When researchers study the basic properties of multi-antenna technologies, it is a common practice to model the channels using *independent and identically distributed (i.i.d.) Rayleigh fading*. This practice goes back many decades and is convenient since: 1) every antenna observes an independent realization of the channel; 2) each antenna is statistically equally good, so the ordering doesn’t matter; 3) the channel coefficients are complex Gaussian distributed, which leads to convenient mathematics.

The i.i.d. Rayleigh fading model has become the baseline that is considered unless the research is explicitly focused on a different model. When using the model to study spatial diversity, the diversity gain becomes proportional to the number of antennas. When characterizing the ergodic capacity of Massive MIMO, one can derive simple closed-form bounds where the SINR is proportional to the number of antennas. Both results are correct, but their generality is limited by the generality of the underlying fading model. Hence, it is important to know under what conditions i.i.d. Rayleigh fading can be observed.

**When i.i.d. fading might occur**

In isotropic scattering environments, where the multi-path components are uniformly distributed over all directions (in three dimensions), the fading realizations observed at two points have a correlation determined by the distance *d* between them. More precisely, the cross-correlation is sinc(2*d*/λ), where λ is the wavelength. The sinc function is zero when the argument is a non-zero integer, thus the fading realizations at two different points are uncorrelated if and only if they are separated by an integer multiple of λ/2. For example, *d *=* *λ/2, λ, 3λ/2, etc. Since the channel coefficients are Gaussian distributed in isotropic fading, uncorrelated fading results in independent fading.

The figure above illustrates a setup where 3 antennas are deployed on the dashed line with a separation of λ/2. The red circles around the “red antenna” show at which locations one can observe fading realizations that are independent of the observation made at the red antenna.
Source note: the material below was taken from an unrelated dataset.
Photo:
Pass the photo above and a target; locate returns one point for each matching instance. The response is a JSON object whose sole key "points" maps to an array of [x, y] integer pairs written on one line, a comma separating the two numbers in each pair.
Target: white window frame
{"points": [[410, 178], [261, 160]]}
The circles have radius λ/2, λ, 3λ/2, etc. The blue and green circles have the same meanings for the blue and green antennas, respectively. Since all the antennas are deployed on the circles of the other antennas, they will observe mutually uncorrelated (independent) fading. This will give rise to i.i.d. Rayleigh fading.

Suppose we want to deploy a fourth antenna. To retain an i.i.d. fading distribution, we must put it at a point where a red, a blue, and a green circle intersect. As indicated by the figure, such points are only be found along the dashed line. Hence, a uniform linear array (ULA) with λ/2-separation between the adjacent antennas will observe i.i.d. fading if deployed in an isotropic scattering environment.

**When i.i.d. fading cannot occur**

Apart from the ULA example, there is essentially no other case where i.i.d. fading can occur. This is important since two-dimensional planar arrays are becoming standard, for example, when deploying Massive MIMO in cellular networks. Even if we allow ourselves to deviate from the isotropic scattering assumption, any physically accurate stochastic channel model for planar arrays exhibits correlation. This is proved in the paper “Spatially-Stationary Model for Holographic MIMO Small-Scale Fading“.

The horizontal and vertical ULAs in the figure above can observe i.i.d. fading, while the planar array cannot; even if the horizontal and vertical antenna spacing is λ/2, the spacings along the diagonals are different.

Looking further into the future, two new array concepts are currently receiving attention from the research community:

- Large intelligent surfaces (LIS);
- Reconfigurable intelligent surfaces (RIS).

LIS are large *active* arrays, while RIS are large *passive* arrays with elements that scatter incident signals in a semi-controllable fashion. In both cases, the word “surface” signifies that at a planar array, or even a three-dimensional array, is considered. Hence, these arrays *can never* observe i.i.d. fading—it is physically impossible. Moreover, a key characteristic of LIS and RIS is that the element spacing is smaller than λ/2 (to approximate a continuously controllable surface), which is yet another reason for obtaining spatial channel correlation. It is therefore worrying that several early papers on these topics are making use of the i.i.d. fading model: the analysis might be beautiful but the results are insignificant since they cannot be observed in practice.

**The way forward**

Even if we have reached the end of the road for the i.i.d. Rayleigh fading model, we don’t have to wander into the darkness. We just need to switch to utilizing the more general spatially correlated Rayleigh fading model. There is already a rich literature on how to design communication systems for such channels. My book “Massive MIMO networks” is one possible starting point, but not the only one.

To make the transition to physically accurate models easier, I have co-authored the paper “Rayleigh Fading Modeling and Channel Hardening for Reconfigurable Intelligent Surfaces“, which derives a spatial correlation model for LIS and RIS in isotropic scattering environments. It can take the role as the new baseline channel model that is used when no other specific channel model is studied. We also elaborate on why the classical “Kronecker approximation” of spatial correlation matrices is inaccurate; for example, it results in i.i.d. fading also for planar arrays.